But it omitted critical information and painted an incomplete picture of the Foreign Intelligence Surveillance Act requests, experts said, and key elements of the document have already been contradicted by United States officials. Further, the memo itself seems to acknowledge that the Russia probe began not with the Steele dossier, but with drunken comments campaign aide George Papadopoulos made to an Australian official in 2016.

Still, the document predictably became a rallying point for Trump and his allies — including Sean Hannity, who on Friday night called for special counsel Robert Mueller’s probe to be ended and for the Trump advisers already brought down by it to have their charges dropped.
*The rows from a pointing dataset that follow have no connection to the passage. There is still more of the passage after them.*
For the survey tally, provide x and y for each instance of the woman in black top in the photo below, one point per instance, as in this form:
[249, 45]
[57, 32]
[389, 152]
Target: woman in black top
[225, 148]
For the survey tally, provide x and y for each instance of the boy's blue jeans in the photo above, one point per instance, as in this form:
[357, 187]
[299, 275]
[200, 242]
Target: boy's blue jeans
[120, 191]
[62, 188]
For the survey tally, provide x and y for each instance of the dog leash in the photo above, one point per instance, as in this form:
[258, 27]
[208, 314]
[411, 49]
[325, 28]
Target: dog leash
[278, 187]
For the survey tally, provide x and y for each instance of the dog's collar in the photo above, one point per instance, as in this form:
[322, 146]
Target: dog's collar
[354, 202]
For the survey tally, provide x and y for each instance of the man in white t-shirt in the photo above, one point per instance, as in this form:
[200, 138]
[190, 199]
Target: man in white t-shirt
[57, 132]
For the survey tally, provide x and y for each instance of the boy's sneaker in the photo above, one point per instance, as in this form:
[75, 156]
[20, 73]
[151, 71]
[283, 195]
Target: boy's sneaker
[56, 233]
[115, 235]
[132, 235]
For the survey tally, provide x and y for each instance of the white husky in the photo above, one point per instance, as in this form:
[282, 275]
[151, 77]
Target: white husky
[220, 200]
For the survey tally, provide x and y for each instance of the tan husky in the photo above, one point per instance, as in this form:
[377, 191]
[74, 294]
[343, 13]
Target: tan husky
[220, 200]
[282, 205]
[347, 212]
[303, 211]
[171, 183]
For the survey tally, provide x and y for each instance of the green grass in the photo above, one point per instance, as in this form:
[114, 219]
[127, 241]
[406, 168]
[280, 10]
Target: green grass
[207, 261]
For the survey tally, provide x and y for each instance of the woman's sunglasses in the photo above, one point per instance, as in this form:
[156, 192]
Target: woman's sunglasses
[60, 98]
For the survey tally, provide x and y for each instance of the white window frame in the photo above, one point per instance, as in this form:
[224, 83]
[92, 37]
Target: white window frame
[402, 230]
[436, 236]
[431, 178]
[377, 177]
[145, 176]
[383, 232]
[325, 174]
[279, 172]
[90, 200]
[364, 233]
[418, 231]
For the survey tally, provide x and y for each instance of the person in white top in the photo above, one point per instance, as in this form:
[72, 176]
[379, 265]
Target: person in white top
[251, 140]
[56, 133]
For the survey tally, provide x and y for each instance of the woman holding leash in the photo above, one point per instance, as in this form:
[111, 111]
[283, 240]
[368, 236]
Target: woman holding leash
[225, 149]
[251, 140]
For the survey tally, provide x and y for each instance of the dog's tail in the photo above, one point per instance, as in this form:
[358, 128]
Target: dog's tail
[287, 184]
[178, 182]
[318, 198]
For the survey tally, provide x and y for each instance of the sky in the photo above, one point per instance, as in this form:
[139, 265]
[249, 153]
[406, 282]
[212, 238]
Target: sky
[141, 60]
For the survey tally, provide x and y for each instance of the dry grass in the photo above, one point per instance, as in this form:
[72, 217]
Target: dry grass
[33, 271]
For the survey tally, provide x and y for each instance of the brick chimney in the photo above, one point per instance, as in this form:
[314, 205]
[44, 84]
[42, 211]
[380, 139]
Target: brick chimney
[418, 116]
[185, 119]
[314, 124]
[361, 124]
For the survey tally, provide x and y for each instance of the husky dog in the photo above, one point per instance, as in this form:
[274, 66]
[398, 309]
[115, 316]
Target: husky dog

“If we care about the Constitution, if we believe in civil liberties, if we believe in those protections, then the special counsel must be disbanded immediately,” Hannity said on his Fox News program Friday.

Trump and his Republican allies have been ramping up their war on the Mueller investigation since December, when former national security adviser Michael Flynn pleaded guilty to lying to FBI agents about his Russia contacts.

They’ve seized on the anti-Trump text messages a former member of Mueller’s team sent to a colleague as evidence of partisan bias among investigators, and suggested that federal law enforcement inappropriately surveilled the Trump campaign.

But critics, including some Republicans, have shot back that the president is attempting to undermine the investigation, and on Friday warned him that firing Rod Rosenstein — the deputy attorney general named in the memo — or Mueller would be considered an “attempt to obstruct justice.”

“Firing Rod Rosenstein, DOJ leadership, or Bob Mueller could result in a constitutional crisis of the kind not seen since the Saturday Night Massacre,” Democratic leaders wrote in a letter to Trump, referring to Richard Nixon’s infamous attempt to subvert the Watergate probe in 1973.

Trump, however, left open the possibility of terminating Rosenstein in comments to reporters Friday after he declassified the memo.

“You figure that one out,” he said.

The president on Saturday also took to Twitter to tout a new Rasmussen poll that showed an increase in his approval ratings following his State of the Union address Tuesday, bashing the press for what he described as a lack of coverage.

“Why does the media refuse to write this?” he tweeted. “Oh well, someday!”

Many media outlets are wary of using Rasmussen polls, which skew conservative and rely on questionable methods to arrive at their findings.

The 49% approval Trump enjoys in the new Rasmussen poll is markedly higher than, say, the 38% approval he had in the most recent Gallup daily approval tracker.